You are the only one who can give meaning to your life.

Tell that to all the starving people in Africa. Tell them to be thankful.

Tell that to the kids with abused parents. Tell that to the kids with leukemia.

Tell them to be thankful.

Whom should they be thankful to?

If they didn't fight to stay ALIVE they would be dead, correct?

No.

Sustaining life is a quite low level thing, nothing cognitive.

Ok, give up on life. That is your choice.

@JonasTeuwen I think you will not make your point, Skull....

You still have no given a reply to the question. Do those children have a choice?

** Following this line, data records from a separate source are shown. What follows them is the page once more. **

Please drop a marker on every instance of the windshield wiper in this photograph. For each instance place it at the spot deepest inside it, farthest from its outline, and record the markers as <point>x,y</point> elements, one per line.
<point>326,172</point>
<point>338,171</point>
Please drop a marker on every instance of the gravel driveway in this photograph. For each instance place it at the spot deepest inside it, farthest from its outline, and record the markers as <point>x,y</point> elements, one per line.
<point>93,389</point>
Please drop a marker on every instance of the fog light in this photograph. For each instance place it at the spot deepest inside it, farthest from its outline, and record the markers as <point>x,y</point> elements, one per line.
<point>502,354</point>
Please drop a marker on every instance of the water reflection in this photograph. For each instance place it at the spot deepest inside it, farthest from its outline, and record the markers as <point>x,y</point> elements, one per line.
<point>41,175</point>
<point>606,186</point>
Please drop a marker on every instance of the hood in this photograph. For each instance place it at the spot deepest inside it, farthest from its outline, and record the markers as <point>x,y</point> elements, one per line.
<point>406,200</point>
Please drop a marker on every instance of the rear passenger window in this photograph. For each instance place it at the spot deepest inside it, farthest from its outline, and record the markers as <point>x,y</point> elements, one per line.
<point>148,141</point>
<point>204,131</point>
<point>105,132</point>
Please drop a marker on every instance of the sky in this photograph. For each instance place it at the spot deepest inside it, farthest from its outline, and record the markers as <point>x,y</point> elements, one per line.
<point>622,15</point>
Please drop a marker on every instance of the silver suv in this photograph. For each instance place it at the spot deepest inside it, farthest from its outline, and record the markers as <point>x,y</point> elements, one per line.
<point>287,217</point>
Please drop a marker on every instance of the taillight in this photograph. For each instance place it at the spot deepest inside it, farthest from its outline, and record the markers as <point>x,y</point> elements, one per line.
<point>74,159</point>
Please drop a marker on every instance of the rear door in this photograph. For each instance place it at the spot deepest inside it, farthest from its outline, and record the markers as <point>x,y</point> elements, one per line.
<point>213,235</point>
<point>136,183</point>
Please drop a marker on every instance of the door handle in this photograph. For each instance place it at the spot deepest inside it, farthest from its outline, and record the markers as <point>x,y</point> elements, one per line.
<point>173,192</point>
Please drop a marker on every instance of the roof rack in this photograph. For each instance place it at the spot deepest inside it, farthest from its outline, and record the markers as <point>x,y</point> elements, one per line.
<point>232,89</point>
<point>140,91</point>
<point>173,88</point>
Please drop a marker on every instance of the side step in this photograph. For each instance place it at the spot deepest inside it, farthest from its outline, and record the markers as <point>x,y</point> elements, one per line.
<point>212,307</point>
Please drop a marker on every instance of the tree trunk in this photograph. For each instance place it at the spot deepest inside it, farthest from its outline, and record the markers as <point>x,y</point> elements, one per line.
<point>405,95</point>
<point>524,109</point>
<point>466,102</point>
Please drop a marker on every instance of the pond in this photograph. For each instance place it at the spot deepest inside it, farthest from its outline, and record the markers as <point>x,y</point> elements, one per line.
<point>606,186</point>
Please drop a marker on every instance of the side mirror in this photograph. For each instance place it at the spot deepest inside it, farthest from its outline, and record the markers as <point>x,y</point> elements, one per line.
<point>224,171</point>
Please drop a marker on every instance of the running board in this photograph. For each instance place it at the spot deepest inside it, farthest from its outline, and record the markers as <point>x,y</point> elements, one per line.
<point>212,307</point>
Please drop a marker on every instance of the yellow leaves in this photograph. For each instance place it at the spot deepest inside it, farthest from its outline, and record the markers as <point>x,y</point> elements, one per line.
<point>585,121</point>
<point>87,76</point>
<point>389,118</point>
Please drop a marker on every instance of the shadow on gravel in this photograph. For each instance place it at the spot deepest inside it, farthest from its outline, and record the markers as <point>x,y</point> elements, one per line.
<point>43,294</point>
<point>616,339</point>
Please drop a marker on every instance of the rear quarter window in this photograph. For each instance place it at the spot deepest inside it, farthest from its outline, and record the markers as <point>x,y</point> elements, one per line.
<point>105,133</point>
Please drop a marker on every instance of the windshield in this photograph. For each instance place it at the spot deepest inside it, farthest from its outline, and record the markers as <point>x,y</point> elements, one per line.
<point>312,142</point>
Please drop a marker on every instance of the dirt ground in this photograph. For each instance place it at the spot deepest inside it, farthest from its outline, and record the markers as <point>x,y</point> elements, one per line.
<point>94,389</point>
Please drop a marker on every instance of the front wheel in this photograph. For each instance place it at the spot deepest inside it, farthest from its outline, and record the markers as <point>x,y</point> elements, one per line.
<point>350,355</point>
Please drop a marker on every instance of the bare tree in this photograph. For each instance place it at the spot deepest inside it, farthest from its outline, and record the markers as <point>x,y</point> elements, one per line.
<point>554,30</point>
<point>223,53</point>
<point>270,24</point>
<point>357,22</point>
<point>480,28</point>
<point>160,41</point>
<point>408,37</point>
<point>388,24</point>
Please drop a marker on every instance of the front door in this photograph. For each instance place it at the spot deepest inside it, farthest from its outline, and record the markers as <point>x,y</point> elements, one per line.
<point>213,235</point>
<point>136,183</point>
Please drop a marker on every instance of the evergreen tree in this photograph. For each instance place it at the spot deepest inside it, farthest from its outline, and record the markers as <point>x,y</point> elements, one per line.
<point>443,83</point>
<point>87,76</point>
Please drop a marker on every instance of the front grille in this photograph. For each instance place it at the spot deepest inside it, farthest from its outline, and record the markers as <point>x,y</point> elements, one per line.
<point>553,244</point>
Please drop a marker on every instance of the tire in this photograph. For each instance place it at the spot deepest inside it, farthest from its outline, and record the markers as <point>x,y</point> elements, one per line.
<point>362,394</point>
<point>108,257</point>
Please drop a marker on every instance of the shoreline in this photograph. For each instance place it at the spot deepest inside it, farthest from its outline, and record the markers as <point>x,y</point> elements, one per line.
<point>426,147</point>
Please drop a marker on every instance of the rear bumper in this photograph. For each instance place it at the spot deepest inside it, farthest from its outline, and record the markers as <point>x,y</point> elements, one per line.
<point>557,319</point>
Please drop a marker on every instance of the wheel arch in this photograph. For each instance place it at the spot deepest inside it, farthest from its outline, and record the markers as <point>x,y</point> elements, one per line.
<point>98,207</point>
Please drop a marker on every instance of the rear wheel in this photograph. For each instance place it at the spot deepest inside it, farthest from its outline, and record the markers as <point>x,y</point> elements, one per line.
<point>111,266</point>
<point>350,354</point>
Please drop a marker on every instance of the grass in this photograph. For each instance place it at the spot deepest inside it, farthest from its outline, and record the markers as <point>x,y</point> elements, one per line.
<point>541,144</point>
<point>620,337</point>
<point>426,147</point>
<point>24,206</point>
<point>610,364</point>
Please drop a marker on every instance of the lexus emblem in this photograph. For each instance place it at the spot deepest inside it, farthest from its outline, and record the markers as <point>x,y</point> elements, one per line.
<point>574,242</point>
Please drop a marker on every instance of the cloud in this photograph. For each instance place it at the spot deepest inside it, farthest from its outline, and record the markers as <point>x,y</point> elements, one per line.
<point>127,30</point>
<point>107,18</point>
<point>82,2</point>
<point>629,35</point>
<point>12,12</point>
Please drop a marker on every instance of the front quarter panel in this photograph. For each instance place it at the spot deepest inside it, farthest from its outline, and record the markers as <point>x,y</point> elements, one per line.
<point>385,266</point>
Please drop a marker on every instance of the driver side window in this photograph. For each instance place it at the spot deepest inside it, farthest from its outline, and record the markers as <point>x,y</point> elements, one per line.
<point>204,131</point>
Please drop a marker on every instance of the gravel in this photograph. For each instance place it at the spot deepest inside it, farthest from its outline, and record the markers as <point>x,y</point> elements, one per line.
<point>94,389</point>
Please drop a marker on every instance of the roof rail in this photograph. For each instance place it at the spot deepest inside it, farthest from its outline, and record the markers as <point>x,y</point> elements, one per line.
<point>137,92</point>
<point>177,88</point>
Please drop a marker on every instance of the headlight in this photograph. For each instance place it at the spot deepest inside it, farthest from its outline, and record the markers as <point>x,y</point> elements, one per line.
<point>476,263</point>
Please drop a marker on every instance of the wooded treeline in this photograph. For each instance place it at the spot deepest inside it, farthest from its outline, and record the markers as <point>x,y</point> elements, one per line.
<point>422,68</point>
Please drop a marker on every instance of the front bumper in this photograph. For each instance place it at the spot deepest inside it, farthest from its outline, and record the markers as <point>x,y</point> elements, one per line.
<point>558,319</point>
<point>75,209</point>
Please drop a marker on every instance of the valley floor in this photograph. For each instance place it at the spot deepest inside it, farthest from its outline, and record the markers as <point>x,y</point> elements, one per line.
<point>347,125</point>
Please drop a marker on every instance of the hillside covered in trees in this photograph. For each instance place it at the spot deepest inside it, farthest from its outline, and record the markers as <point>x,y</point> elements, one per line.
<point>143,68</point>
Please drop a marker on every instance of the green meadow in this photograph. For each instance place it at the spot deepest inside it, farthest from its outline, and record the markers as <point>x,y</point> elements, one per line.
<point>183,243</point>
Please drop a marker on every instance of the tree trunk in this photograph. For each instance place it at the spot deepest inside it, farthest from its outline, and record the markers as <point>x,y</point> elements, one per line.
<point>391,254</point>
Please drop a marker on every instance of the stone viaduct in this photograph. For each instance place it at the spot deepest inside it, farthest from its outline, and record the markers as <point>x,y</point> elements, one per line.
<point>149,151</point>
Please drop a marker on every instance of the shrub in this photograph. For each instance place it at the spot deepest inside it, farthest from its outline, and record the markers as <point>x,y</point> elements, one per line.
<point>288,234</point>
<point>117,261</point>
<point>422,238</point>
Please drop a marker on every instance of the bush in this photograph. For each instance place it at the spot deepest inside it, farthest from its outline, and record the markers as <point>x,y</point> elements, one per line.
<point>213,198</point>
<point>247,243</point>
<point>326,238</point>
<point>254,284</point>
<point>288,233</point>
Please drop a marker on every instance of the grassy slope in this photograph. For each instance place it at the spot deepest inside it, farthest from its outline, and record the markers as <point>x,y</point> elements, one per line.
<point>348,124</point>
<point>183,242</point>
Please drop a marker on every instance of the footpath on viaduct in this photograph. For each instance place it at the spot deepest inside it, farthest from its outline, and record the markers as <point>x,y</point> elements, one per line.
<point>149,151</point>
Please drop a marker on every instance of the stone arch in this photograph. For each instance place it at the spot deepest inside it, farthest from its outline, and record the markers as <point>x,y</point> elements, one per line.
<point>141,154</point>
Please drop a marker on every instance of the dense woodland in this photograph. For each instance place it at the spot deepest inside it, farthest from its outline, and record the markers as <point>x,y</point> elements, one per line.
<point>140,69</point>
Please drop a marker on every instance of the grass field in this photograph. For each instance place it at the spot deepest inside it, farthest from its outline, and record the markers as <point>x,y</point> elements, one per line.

@Charlie There is no statement at all! Just blatantly false cognitive farts.

keep living....depend on other

While only sound nice at a tea party.

it's up to you, Teuwen

Up to me, yeah right.

nevermind, then

Hope?

@JonasTeuwen I hope you find relief

@JonasTeuwen Oh, man.

Just when I came to chat to get some relief from main, I find more tension.

Hello everyone! Hi, @robjohn

@amWhy tension?

Scroll up just a very wee bit...

On main? Yes, for me anyway...Users not being nice in comments, and one user in an answer, which I flagged.

I understand people's reception to this, but some things are best kept to oneself. The question was sincere.